Yun-Fei Ji is a Beijing born, New York based artist whose satirical works critique prevailing global power structures to consider the forced migration and willing immigration of people around the world and their resulting experiences, which are exclusionary and predicated on bias. In Ji’s ink and watercolor painting Nativists and the Immigrants, the artist presents this rising tide of intolerance and the predicament faced by anyone not representative of the dominant culture. A muted color palette combined with a mixture of humans and anthropomorphic animal forms appears at first glance light-hearted, even humorous. Surrounded by three women, a tiger-headed figure dominates the foreground, directly behind them looms an ox and a pig, both with human bodies. There is much to consider in this scene, yet my eye is repeatedly drawn to the crouching tiger figure. The magnetism of this tiger-figure almost explains how people can be unwittingly led astray by the dynamism of leaders, cultural movements, and collective opinions. But here, Ji’s figure alludes to the Confucian parable of a tyrannical government being worse than death as a tiger’s lunch. In light of this symbolism, Ji references the social ills and struggles immigrants and people of color face around the world. The artist illuminates the complex and precarious balance between assimilating for survival, navigating the unfamiliar, prevailing against societal biases, and preserving one’s individual sense of cultural identity. This last factor is especially poignant because nativists and immigrants have something in common: they are all struggling to retain their cultural identities.

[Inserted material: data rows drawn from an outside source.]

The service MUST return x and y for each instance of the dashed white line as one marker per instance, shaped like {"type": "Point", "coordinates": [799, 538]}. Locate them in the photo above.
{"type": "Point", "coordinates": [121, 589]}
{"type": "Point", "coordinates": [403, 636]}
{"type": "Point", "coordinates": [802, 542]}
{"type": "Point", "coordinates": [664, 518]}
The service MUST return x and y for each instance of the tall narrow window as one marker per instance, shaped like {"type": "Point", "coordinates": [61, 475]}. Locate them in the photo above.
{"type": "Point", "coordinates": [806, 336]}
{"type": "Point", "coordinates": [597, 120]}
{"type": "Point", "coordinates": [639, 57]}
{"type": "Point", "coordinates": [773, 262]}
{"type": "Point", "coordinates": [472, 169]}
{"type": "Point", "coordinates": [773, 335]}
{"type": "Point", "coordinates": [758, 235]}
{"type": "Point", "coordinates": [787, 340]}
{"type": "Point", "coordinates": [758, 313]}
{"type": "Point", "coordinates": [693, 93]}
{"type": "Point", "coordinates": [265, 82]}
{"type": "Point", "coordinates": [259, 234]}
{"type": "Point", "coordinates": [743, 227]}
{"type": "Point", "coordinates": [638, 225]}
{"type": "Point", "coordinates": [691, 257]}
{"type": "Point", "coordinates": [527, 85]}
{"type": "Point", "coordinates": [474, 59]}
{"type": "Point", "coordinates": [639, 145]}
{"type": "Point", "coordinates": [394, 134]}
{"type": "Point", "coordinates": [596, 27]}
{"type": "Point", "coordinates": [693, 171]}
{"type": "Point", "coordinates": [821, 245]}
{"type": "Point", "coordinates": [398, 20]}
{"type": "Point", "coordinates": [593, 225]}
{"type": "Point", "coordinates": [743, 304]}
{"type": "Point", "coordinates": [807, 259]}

So, the larger, looming question is: how can we move forward to create a new world together and find healing? Is the answer found in unveiling that which was once hidden, recounting our stories, and baring our wounds to one another? What is clear (at least to me) is that we must be unafraid to tell the truth, and that those in power must listen now. But after listening, action must be taken. But there is no single or simple answer on how to proceed. What I do know is that we can no longer keep our heads down and carry on as usual. The path of willful ignorance only produces more monsters. We must allow ourselves to be touched by our shared humanity while also celebrating our differences. It is what makes the artworks mentioned throughout this essay so meaningful and timeless. Ji, Goya, Ringgold, and Shonibare illustrate that healing comes from bold truth-telling and acknowledgement of past and present wrongs; and it must occur collectively and publicly. So, as we emerge from our respective cocoons, I hope that we remember how traumatic this year has been for us all. While it has been filled with loss, pain, anger, and despair there will come a day that we can look back on this period with less anxiety. Despite all the negative moments of these past months, we forged new paths and ways of relating to one another. This year was also filled with hope, determination, and resilience.